🔧 Module 5: Fine-Tuning Diffusion Models — Customize Your Generator
5.1 Why Fine-Tuning?
Although pretrained models like Stable Diffusion are incredibly versatile, one often wishes to generate content reflecting a personal style, specific object, brand, character, or unique concept poorly represented in the original training data. Fine-tuning allows adapting the model to these specific use cases.
5.2 Dreambooth: Inject Your Concept into the Model
Dreambooth is a fine-tuning technique that allows “teaching” the model a new concept (e.g., an object, person, or style) using only 3-5 images. It does so by using a unique identifier (a rare word or special token) associated with the concept during training.
Process:
- Select a unique identifier (e.g.,
sks).
- Prepare 3-5 images of the concept with varied backgrounds and angles.
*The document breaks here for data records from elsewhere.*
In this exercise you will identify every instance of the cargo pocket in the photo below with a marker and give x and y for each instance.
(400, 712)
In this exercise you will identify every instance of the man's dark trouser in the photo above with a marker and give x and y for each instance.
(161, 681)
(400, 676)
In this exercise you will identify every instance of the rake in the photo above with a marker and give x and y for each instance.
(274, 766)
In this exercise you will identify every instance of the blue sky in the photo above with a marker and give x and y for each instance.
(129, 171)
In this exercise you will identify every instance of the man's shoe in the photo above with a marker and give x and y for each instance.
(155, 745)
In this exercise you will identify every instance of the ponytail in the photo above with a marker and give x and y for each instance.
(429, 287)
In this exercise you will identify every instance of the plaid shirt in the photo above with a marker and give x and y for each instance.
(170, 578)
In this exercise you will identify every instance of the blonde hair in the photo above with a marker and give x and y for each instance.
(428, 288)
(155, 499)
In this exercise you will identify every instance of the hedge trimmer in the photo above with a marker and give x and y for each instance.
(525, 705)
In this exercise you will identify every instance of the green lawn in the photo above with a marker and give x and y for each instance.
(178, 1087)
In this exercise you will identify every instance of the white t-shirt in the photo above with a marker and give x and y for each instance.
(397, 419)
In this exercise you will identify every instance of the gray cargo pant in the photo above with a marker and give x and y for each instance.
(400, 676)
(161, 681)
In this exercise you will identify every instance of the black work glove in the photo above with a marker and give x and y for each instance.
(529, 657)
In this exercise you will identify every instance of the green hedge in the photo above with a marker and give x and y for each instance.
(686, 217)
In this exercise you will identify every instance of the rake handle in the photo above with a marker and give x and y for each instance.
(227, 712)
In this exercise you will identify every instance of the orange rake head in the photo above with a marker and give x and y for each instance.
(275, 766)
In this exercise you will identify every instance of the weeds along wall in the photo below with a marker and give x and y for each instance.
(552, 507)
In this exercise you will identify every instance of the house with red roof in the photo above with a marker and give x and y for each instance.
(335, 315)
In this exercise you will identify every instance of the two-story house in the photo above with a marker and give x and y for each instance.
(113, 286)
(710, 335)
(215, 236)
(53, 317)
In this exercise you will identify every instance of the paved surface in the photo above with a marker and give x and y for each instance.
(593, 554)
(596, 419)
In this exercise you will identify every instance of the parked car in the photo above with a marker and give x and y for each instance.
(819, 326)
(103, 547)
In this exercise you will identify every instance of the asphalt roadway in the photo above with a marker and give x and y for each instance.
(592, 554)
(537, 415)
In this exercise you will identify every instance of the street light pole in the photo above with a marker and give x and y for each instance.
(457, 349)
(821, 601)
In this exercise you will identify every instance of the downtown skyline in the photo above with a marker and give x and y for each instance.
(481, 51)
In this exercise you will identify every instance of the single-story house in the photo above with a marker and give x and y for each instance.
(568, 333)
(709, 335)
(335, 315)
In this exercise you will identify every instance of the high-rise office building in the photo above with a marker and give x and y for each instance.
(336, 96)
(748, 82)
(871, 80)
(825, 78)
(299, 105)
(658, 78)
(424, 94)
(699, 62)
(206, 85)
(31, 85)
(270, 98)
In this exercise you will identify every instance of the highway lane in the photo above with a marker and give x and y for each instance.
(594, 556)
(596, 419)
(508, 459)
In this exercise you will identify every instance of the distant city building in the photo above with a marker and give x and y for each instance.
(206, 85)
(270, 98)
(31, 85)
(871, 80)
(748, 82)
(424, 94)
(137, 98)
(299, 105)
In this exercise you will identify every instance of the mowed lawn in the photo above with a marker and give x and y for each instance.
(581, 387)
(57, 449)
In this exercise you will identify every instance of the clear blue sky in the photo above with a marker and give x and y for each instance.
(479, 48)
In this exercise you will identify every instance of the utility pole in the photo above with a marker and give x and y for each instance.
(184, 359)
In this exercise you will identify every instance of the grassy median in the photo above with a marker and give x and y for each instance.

- Train the model to associate the prompt “a photo of a [sks] dog” with the actual dog images.
- The model learns to generalize the concept and can generate it in new contexts: “a [sks] dog on the moon”, “a [sks] dog dressed as a pirate”.
Advantages: High fidelity, contextual generalization.
Disadvantages: Requires more VRAM, risk of overfitting without regularization.
5.3 LoRA for Images: Efficient and Modular Tuning
As with LLMs, LoRA (Low-Rank Adaptation) has been adapted to diffusion models. Instead of updating all weights of the U-Net or text encoder, low-rank matrices are trained and added to the original weights.
How it works:
- Matrices ( A ) and ( B ) are inserted into key U-Net layers (typically cross-attention and convolutional layers).
- Only ( A ) and ( B ) are trained, leaving the base model frozen.
- The result is a small file (.safetensors, ~2-200 MB) that can be dynamically loaded over any base checkpoint.
Advantages:
- Fast, lightweight training.
- Small, portable files.
- Combinable: multiple LoRAs can be mixed in a single generation.
- Ideal for artistic styles, poses, facial features, aesthetic modifiers.
Common Applications:
- Style of a specific artist (e.g., “Van Gogh style LoRA”).
- Consistent facial features (for characters).
- Design elements (typography, patterns, textures).
5.4 Textual Inversion: Learn New Words Without Changing the Model
Textual Inversion trains custom text embeddings instead of modifying model weights. A special token (e.g., <cat-toy>) is assigned to a set of images, and the embedding vector associated with that token is optimized so that, when used in a prompt, the model generates images coherent with the concept.
Advantages:
- Very lightweight (only saves a ~10KB vector).
- Does not modify the model, only the embedding space.
- Easy to share and integrate.
Disadvantages:
- Lower generalization capacity than Dreambooth.
- Sensitive to quality and variety of training images.